BGU develops wearable advanced warning system for epileptic seizures

The device can generate an advanced warning for the wearer by predicting an oncoming seizure about an hour before it even starts.

Dr. Oren Shriki, the Department of Cognitive and Brain Sciences at Ben-Gurion University (photo credit: DANI MACHLIS/BEN-GURION UNIVERSITY OF THE NEGEV)
Dr. Oren Shriki, the Department of Cognitive and Brain Sciences at Ben-Gurion University
(photo credit: DANI MACHLIS/BEN-GURION UNIVERSITY OF THE NEGEV)
Researchers at the Ben-Gurion University of the Negev (BGU) have developed a wearable device that can predict upcoming epileptic fits for those prone to seizures.
The device can generate an advanced warning for the wearer by predicting an oncoming seizure about an hour before it even starts.
BGU has licensed its innovative technology to NeuroHelp so that they may advance the technology further, eventually commercializing it. Neurohelp is an Israeli start-up founded by BGN Technologies, incubated within BGU's Oazis accelerator.
In the US alone, at least 3.4 million adults and children are living with epilepsy, and rates of new diagnoses are rising, according to the Centers for Disease Control and Prevention.
According to BGU's research, around 30% of patients do not properly respond to drugs used to control epilepsy and therefore live not knowing when their next seizure might be. BGU hopes the wearable device will be a viable solution to help improve their quality of life and reduce risk of injury.
"Epilepsy that is not adequately controlled by medication is prevalent, amounting up to 30% of epilepsy cases, and therefore an accurate, easy to use seizure predicting device is a highly necessary, unmet medical need," said chairperson of NeuroHelp Dr.

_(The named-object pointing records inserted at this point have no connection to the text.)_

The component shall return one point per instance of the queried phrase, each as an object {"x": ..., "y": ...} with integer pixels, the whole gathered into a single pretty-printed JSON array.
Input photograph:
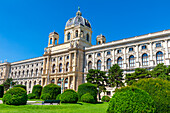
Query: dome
[{"x": 78, "y": 20}]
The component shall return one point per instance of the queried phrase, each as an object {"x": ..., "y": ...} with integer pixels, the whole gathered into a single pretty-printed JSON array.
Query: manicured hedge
[
  {"x": 87, "y": 88},
  {"x": 88, "y": 98},
  {"x": 37, "y": 91},
  {"x": 159, "y": 90},
  {"x": 1, "y": 91},
  {"x": 131, "y": 100},
  {"x": 69, "y": 96},
  {"x": 105, "y": 98},
  {"x": 22, "y": 86},
  {"x": 31, "y": 96},
  {"x": 50, "y": 92},
  {"x": 15, "y": 96}
]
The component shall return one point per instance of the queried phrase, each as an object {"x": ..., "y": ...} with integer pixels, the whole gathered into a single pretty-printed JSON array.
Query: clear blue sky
[{"x": 25, "y": 25}]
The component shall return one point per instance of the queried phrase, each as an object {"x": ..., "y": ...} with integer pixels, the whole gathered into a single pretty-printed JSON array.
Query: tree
[
  {"x": 98, "y": 78},
  {"x": 115, "y": 76},
  {"x": 161, "y": 71},
  {"x": 138, "y": 74},
  {"x": 7, "y": 83}
]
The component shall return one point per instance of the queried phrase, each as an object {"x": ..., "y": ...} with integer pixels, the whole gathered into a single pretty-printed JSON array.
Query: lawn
[{"x": 63, "y": 108}]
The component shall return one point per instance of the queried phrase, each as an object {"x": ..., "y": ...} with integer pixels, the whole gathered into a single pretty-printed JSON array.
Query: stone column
[{"x": 151, "y": 55}]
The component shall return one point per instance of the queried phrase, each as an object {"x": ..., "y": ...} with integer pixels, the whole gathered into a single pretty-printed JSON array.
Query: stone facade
[{"x": 69, "y": 62}]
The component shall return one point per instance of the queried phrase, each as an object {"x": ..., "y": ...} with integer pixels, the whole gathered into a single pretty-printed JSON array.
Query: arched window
[
  {"x": 51, "y": 41},
  {"x": 68, "y": 36},
  {"x": 40, "y": 82},
  {"x": 99, "y": 64},
  {"x": 60, "y": 67},
  {"x": 76, "y": 33},
  {"x": 87, "y": 37},
  {"x": 131, "y": 61},
  {"x": 59, "y": 82},
  {"x": 30, "y": 84},
  {"x": 52, "y": 81},
  {"x": 120, "y": 62},
  {"x": 145, "y": 59},
  {"x": 53, "y": 69},
  {"x": 32, "y": 72},
  {"x": 89, "y": 65},
  {"x": 159, "y": 57},
  {"x": 34, "y": 83},
  {"x": 67, "y": 66},
  {"x": 66, "y": 83},
  {"x": 108, "y": 63},
  {"x": 36, "y": 72}
]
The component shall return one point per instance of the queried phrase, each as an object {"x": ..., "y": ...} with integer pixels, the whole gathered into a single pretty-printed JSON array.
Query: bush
[
  {"x": 31, "y": 96},
  {"x": 159, "y": 90},
  {"x": 37, "y": 91},
  {"x": 15, "y": 96},
  {"x": 22, "y": 86},
  {"x": 1, "y": 91},
  {"x": 88, "y": 98},
  {"x": 69, "y": 96},
  {"x": 131, "y": 100},
  {"x": 105, "y": 98},
  {"x": 87, "y": 88},
  {"x": 58, "y": 97},
  {"x": 50, "y": 91}
]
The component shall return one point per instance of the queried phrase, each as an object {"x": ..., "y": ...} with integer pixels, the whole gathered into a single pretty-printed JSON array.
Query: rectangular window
[
  {"x": 158, "y": 44},
  {"x": 130, "y": 49}
]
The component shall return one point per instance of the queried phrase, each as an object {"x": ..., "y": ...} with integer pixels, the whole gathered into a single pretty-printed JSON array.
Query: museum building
[{"x": 69, "y": 62}]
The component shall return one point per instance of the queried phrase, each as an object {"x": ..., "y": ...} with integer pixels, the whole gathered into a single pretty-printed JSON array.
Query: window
[
  {"x": 120, "y": 62},
  {"x": 144, "y": 47},
  {"x": 119, "y": 51},
  {"x": 145, "y": 59},
  {"x": 76, "y": 33},
  {"x": 108, "y": 63},
  {"x": 59, "y": 82},
  {"x": 158, "y": 44},
  {"x": 98, "y": 54},
  {"x": 87, "y": 37},
  {"x": 131, "y": 61},
  {"x": 130, "y": 49},
  {"x": 66, "y": 83},
  {"x": 89, "y": 65},
  {"x": 67, "y": 66},
  {"x": 60, "y": 67},
  {"x": 68, "y": 36},
  {"x": 36, "y": 72},
  {"x": 99, "y": 64},
  {"x": 108, "y": 53},
  {"x": 159, "y": 57},
  {"x": 53, "y": 69}
]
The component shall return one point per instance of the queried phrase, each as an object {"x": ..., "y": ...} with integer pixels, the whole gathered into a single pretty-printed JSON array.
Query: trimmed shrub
[
  {"x": 88, "y": 98},
  {"x": 159, "y": 90},
  {"x": 37, "y": 91},
  {"x": 105, "y": 98},
  {"x": 69, "y": 96},
  {"x": 22, "y": 86},
  {"x": 15, "y": 96},
  {"x": 50, "y": 92},
  {"x": 58, "y": 97},
  {"x": 131, "y": 100},
  {"x": 31, "y": 96},
  {"x": 87, "y": 88},
  {"x": 1, "y": 91}
]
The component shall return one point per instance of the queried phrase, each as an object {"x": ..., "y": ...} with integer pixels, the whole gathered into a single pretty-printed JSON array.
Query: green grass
[{"x": 63, "y": 108}]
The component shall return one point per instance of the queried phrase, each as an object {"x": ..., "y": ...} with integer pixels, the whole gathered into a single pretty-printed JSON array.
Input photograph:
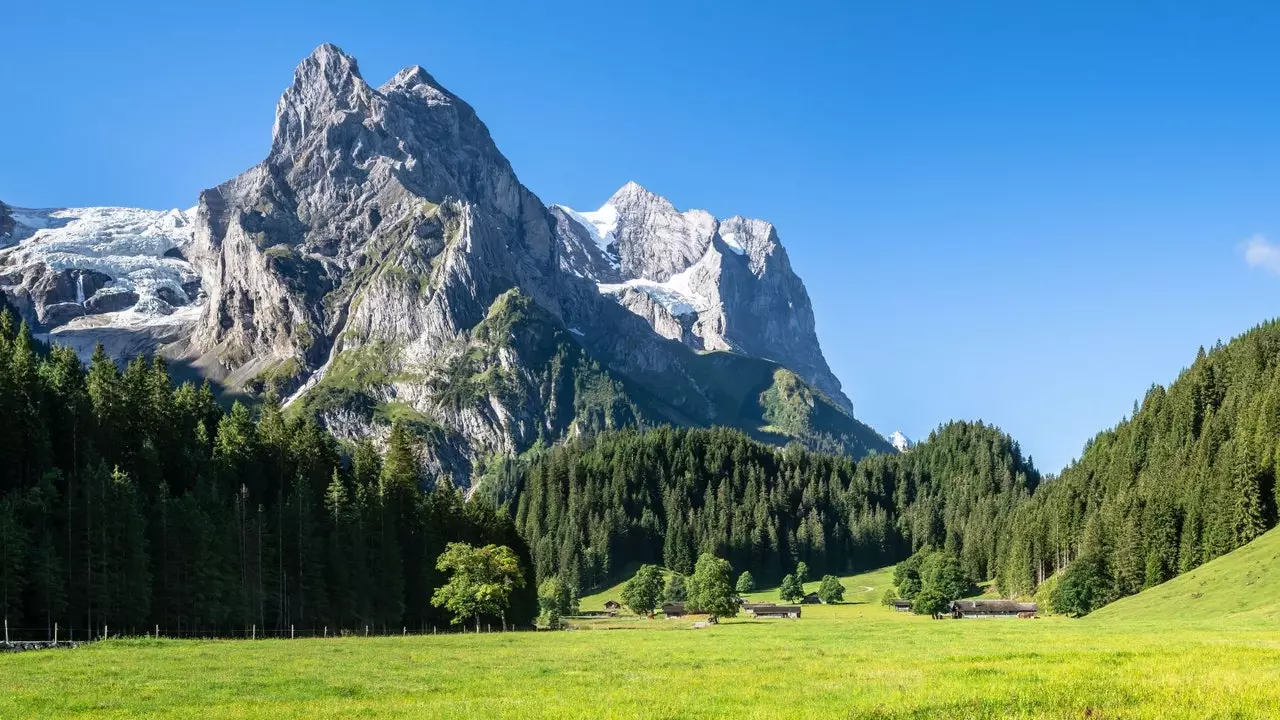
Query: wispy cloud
[{"x": 1261, "y": 254}]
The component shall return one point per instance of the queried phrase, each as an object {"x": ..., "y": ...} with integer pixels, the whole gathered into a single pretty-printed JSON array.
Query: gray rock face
[
  {"x": 712, "y": 285},
  {"x": 383, "y": 222},
  {"x": 384, "y": 263}
]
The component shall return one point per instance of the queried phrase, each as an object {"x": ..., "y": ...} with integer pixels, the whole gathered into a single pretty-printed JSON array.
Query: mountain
[
  {"x": 593, "y": 507},
  {"x": 101, "y": 274},
  {"x": 1242, "y": 586},
  {"x": 384, "y": 263},
  {"x": 1188, "y": 477},
  {"x": 900, "y": 442},
  {"x": 712, "y": 285}
]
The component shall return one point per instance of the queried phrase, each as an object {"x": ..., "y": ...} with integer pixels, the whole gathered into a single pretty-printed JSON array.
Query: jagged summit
[
  {"x": 383, "y": 260},
  {"x": 711, "y": 283}
]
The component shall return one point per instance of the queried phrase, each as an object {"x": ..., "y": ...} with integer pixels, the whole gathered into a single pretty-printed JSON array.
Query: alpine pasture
[{"x": 854, "y": 660}]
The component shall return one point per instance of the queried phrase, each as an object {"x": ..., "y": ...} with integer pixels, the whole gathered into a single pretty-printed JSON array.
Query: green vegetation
[
  {"x": 711, "y": 589},
  {"x": 129, "y": 504},
  {"x": 480, "y": 580},
  {"x": 1240, "y": 588},
  {"x": 668, "y": 495},
  {"x": 1188, "y": 477},
  {"x": 643, "y": 592},
  {"x": 856, "y": 660},
  {"x": 831, "y": 589}
]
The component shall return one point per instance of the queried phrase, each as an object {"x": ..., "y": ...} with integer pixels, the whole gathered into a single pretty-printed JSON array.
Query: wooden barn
[
  {"x": 675, "y": 610},
  {"x": 776, "y": 611},
  {"x": 992, "y": 609}
]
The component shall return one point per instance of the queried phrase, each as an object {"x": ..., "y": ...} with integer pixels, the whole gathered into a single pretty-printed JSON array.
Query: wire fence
[{"x": 58, "y": 633}]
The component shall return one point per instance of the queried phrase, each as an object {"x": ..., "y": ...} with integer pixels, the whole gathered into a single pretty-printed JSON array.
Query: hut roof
[{"x": 993, "y": 606}]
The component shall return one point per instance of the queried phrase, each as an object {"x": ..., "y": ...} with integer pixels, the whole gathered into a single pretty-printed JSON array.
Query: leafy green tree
[
  {"x": 941, "y": 573},
  {"x": 480, "y": 583},
  {"x": 554, "y": 602},
  {"x": 906, "y": 575},
  {"x": 791, "y": 589},
  {"x": 931, "y": 601},
  {"x": 1083, "y": 587},
  {"x": 801, "y": 573},
  {"x": 675, "y": 591},
  {"x": 644, "y": 589},
  {"x": 831, "y": 589},
  {"x": 711, "y": 589}
]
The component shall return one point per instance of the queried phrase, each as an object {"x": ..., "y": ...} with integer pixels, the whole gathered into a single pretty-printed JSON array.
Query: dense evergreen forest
[
  {"x": 1188, "y": 477},
  {"x": 597, "y": 505},
  {"x": 129, "y": 504}
]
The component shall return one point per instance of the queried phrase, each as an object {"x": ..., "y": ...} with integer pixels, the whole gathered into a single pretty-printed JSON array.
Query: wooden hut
[
  {"x": 777, "y": 611},
  {"x": 961, "y": 609}
]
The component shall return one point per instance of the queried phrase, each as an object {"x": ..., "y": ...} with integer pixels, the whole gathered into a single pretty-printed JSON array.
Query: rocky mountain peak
[
  {"x": 712, "y": 285},
  {"x": 327, "y": 90},
  {"x": 635, "y": 195}
]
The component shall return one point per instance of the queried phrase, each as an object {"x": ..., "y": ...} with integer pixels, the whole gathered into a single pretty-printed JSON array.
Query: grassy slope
[
  {"x": 1239, "y": 587},
  {"x": 854, "y": 660}
]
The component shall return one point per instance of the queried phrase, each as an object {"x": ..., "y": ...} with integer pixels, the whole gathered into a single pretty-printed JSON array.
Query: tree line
[
  {"x": 132, "y": 504},
  {"x": 598, "y": 505},
  {"x": 1189, "y": 475}
]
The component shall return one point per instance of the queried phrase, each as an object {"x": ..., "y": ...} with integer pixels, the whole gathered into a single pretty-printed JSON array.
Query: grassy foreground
[{"x": 856, "y": 661}]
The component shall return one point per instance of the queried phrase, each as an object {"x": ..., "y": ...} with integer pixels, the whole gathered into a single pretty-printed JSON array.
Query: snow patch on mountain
[
  {"x": 734, "y": 245},
  {"x": 899, "y": 441},
  {"x": 135, "y": 254},
  {"x": 600, "y": 226}
]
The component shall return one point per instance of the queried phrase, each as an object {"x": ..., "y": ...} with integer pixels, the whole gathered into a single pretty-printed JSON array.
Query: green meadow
[{"x": 858, "y": 660}]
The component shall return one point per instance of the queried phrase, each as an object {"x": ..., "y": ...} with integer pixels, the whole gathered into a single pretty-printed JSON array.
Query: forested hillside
[
  {"x": 593, "y": 506},
  {"x": 1189, "y": 477},
  {"x": 126, "y": 502}
]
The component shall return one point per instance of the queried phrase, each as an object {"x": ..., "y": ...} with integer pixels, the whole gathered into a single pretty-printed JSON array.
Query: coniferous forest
[
  {"x": 128, "y": 504},
  {"x": 590, "y": 507},
  {"x": 1189, "y": 477}
]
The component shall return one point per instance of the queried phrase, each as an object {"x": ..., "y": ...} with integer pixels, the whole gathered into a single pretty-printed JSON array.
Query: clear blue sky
[{"x": 1001, "y": 212}]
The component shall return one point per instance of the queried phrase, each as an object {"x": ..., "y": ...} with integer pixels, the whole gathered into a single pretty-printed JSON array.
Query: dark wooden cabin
[
  {"x": 776, "y": 611},
  {"x": 961, "y": 609}
]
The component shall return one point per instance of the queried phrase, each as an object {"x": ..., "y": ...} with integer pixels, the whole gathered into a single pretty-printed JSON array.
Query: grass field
[
  {"x": 1240, "y": 588},
  {"x": 855, "y": 661}
]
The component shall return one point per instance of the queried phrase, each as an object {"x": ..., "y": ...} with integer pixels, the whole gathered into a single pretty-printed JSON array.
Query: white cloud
[{"x": 1261, "y": 254}]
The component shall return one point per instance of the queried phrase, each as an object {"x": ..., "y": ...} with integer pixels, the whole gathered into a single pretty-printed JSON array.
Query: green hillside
[{"x": 1242, "y": 586}]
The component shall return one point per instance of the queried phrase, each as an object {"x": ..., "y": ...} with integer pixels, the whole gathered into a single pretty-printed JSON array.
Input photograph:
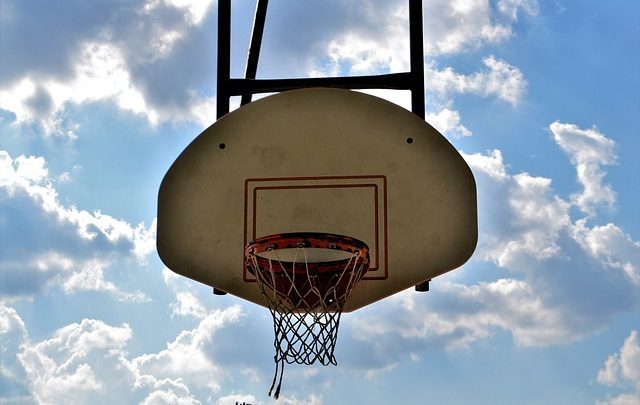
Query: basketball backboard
[{"x": 319, "y": 160}]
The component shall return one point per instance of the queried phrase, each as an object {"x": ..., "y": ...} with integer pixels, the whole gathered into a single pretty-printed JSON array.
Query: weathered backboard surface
[{"x": 319, "y": 160}]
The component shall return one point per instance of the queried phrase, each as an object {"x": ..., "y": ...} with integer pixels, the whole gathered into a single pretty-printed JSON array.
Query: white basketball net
[{"x": 306, "y": 306}]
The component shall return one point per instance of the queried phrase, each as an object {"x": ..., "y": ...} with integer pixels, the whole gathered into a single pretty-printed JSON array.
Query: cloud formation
[
  {"x": 87, "y": 359},
  {"x": 46, "y": 244},
  {"x": 589, "y": 151},
  {"x": 554, "y": 260},
  {"x": 122, "y": 53},
  {"x": 622, "y": 369}
]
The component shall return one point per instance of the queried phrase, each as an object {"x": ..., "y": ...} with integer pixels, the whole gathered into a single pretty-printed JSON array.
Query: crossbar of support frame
[{"x": 246, "y": 87}]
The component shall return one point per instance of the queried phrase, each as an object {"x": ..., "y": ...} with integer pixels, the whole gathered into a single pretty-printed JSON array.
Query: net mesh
[{"x": 306, "y": 300}]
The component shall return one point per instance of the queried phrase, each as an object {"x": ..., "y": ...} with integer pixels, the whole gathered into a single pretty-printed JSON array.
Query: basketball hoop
[{"x": 306, "y": 278}]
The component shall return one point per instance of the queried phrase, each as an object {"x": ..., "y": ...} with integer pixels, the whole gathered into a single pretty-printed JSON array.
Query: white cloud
[
  {"x": 612, "y": 246},
  {"x": 589, "y": 150},
  {"x": 187, "y": 357},
  {"x": 501, "y": 80},
  {"x": 448, "y": 123},
  {"x": 87, "y": 360},
  {"x": 623, "y": 369},
  {"x": 124, "y": 64},
  {"x": 453, "y": 26},
  {"x": 554, "y": 261},
  {"x": 46, "y": 243}
]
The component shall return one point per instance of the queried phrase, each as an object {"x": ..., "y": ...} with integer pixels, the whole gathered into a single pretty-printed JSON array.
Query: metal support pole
[
  {"x": 246, "y": 87},
  {"x": 254, "y": 47},
  {"x": 224, "y": 57},
  {"x": 417, "y": 57}
]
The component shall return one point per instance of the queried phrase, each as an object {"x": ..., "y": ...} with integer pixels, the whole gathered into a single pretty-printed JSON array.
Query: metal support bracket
[{"x": 249, "y": 85}]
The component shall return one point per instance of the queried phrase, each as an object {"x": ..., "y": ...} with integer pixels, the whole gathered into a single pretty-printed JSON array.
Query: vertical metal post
[
  {"x": 254, "y": 47},
  {"x": 224, "y": 57},
  {"x": 417, "y": 57}
]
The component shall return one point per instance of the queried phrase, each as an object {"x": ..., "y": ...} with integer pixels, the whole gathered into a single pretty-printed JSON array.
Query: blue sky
[{"x": 542, "y": 98}]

Hadar Ron.
"Current seizure alert devices can detect seizures while they are happening, and most of them depend on changes in movement, such as muscle spasms or falls," Ron said. 'Epiness is unique in that it can predict an upcoming seizure and allow the patients and their caretakers to take precautionary actions and prevent injuries."
Epiness uses "EEG-based monitoring of brain activity together with proprietary machine-learning algorithms" to predict oncoming seizures without the need for exorbitant amounts of EEG electrodes, by optimizing electrode placement along the scalp.
The "machine-learning algorithms are designed to filter noise that is not related to brain activity, extract informative measures of the underlying brain dynamics, and distinguish between brain activity before an expected epileptic seizure and brain activity when a seizure is not expected to occur," BGU further explained.
Current seizure prediction devices can alert a seizure in real time, but BGU's solution is the first to give an hour of advanced warning.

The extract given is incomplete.